HOUSTON — U.S. Department of Energy Secretary Chris Wright opened the CERAWeek conference with a plenary session during which he praised fossil fuels and bashed clean energy.
He patted himself on the back for delaying the retirement of 17 GW of coal-fired power plants: “We stopped energy subtraction policies.”
He said the coal plants were instrumental in preventing “significant blackouts” during the late January winter storm that pushed the Eastern grid “to the edge.” (See DOE Touts Fossil Fuels’ Role in Meeting Peak Energy Demand This Winter.)
“The truth is simple. Energy is life, and the world needs massively more of it,” he said, taking the stage as a cheering section led by Secretary of the Interior Doug Burgum in the front row urged him on.
“President Trump’s goal from Day 1 was to get rid of the nonsense and restore common sense,” Wright said. “That means turbo-charging American energy production, including electricity that’s been relatively stagnant for a few decades. Surging energy production will drive down costs for Americans, drive reshoring of manufacturing back to our country, and that in turn will drive up wages. Lower costs, higher wages. In short, that’s the economic agenda.”
To meet the administration’s goal of leading the world in artificial intelligence, he said the U.S. will have to build more electricity generation, preferably baseload, and do so at a rapid pace.
“We haven’t done that in a while,” Wright said, laying the blame at the feet of Democratic administrations. “No one really wanted to build a new gas or coal generation plant when some time in the near future you were going to have to capture the CO2 emissions from it, use a third of the power from the power plant to capture emissions, and then dispose them in quantity underground, which has never been done at scale.

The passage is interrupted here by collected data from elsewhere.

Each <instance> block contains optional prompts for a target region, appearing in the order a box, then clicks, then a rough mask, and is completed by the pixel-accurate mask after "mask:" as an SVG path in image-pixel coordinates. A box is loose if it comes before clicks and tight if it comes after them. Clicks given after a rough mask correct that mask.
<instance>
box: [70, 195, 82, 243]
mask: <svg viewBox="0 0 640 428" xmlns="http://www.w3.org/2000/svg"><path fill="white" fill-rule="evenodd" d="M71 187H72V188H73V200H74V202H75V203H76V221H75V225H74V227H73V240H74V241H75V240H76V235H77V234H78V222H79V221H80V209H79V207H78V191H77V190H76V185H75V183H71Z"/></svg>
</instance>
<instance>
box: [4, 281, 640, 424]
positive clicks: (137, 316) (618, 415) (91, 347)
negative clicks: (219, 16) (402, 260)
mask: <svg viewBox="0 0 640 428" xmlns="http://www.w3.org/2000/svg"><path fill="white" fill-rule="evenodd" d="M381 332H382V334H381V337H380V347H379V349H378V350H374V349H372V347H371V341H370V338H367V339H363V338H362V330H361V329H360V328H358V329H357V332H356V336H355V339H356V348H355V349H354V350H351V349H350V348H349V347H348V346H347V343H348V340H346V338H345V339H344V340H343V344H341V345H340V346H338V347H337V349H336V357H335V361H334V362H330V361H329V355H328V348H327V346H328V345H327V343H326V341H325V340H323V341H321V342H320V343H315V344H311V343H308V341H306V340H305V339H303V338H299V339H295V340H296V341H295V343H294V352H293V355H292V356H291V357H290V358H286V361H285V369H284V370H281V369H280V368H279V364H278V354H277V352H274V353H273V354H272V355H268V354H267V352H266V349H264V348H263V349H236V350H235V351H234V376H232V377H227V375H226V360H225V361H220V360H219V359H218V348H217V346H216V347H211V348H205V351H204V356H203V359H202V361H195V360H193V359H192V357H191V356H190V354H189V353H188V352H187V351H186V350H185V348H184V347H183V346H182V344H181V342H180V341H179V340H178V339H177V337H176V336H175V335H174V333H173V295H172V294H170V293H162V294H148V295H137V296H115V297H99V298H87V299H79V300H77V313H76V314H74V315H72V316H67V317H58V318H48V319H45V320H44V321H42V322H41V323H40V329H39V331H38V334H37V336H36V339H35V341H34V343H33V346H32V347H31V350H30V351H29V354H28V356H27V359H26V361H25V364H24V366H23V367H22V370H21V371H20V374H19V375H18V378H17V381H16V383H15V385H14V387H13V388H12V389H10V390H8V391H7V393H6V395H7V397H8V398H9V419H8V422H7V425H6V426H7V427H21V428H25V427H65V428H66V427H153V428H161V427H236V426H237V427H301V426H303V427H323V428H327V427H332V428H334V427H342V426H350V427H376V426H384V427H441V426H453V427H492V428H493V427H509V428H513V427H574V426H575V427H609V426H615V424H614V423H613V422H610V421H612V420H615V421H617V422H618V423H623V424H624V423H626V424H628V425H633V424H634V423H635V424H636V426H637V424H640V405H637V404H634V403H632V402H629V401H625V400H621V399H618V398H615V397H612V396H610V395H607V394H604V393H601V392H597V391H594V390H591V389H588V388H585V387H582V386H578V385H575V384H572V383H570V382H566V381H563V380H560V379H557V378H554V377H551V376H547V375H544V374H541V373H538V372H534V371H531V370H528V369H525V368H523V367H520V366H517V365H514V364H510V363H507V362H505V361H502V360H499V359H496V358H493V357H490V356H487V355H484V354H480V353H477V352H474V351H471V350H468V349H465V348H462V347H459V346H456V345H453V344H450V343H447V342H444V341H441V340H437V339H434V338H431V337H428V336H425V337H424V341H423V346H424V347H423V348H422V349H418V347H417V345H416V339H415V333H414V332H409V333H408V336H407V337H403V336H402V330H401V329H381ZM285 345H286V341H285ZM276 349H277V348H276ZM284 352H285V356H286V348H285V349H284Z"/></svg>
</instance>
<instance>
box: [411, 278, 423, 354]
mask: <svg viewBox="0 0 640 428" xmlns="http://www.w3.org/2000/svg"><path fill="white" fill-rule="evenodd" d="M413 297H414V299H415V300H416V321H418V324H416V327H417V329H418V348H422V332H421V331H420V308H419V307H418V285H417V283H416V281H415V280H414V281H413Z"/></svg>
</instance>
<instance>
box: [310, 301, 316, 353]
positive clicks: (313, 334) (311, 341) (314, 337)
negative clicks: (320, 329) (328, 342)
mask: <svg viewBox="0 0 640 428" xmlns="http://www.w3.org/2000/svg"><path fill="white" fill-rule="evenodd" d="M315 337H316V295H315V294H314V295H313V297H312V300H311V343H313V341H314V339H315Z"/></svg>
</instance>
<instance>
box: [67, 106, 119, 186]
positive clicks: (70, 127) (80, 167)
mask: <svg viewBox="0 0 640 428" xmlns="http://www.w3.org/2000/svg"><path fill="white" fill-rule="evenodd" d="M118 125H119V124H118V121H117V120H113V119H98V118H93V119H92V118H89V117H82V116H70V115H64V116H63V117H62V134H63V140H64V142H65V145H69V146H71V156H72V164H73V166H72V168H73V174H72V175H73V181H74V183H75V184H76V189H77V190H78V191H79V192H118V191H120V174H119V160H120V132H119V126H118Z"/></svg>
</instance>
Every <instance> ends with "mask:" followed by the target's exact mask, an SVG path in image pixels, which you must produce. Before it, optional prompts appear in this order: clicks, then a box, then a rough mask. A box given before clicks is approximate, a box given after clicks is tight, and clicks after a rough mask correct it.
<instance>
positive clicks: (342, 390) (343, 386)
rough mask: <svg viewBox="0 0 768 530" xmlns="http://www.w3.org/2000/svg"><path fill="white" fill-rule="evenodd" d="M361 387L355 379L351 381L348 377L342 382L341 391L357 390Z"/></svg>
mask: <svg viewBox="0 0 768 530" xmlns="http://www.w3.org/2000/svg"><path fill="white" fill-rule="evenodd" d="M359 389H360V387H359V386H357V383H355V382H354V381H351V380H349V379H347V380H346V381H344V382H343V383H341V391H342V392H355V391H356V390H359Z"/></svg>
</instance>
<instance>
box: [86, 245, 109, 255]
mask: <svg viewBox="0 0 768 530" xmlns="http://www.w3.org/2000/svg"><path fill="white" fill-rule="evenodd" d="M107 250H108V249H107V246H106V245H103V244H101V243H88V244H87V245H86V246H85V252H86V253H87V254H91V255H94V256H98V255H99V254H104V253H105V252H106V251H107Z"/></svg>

Do you really want to spend $100 for something that might give a $1 benefit? That’s not a businesslike attitude.”
He said that by “clearing out a lot of the morass that disincentivizes people from building things,” the marketplace will sort out winners and losers.
As an example, Wright said the DOE is offering the national laboratories’ more than 1 million acres to companies interested in developing small nuclear reactors. The White House issued an executive order in 2025 that set a DOE goal to have three SMRs reach criticality by July 4, 2026.
“Why this year? Because it’s our 250th anniversary,” he said, acknowledging that the deadline is “an aggressive time frame.”
“As I stand here today, we look to be on track to have three next generation nuclear reactors running. They won’t be selling electricity into the grid, but all the nuclear systems will be running and generating the heat that would be used to produce electricity by July 4,” Wright said.
He said 11 SMR technologies are in the queue. At the same time, the DOE is reforming permitting for nuclear reactors and trying to ramp up domestic uranium enrichment, fuel fabrication and reprocessing, and permanent waste disposal sites with a “competitive state-level opt-in process.”
With the Nuclear Regulatory Commission “at our side,” Wright said the agency is asking states to compete to host nuclear innovation campuses that will prove the worth of SMRs.
“These are small SMRs that can be built and constructed quickly. Fortunately, in America’s free market society, there’s a few dozen small modular reactor companies pursuing different technologies [and] different sizes,” he said. “We welcome it all. This will really speed up the development … nuclear has just been slow and hasn’t moved for decades. We want to get it moving quickly so it could win economically.”
Although there have been significant signs of progress for new nuclear power, nuclear analysts say it also faces a long timeline and plenty of potential obstacles. The analysts add that meaningful capacity increases are still years in the future. (See Nuclear Power Retains Great Potential in 2026.)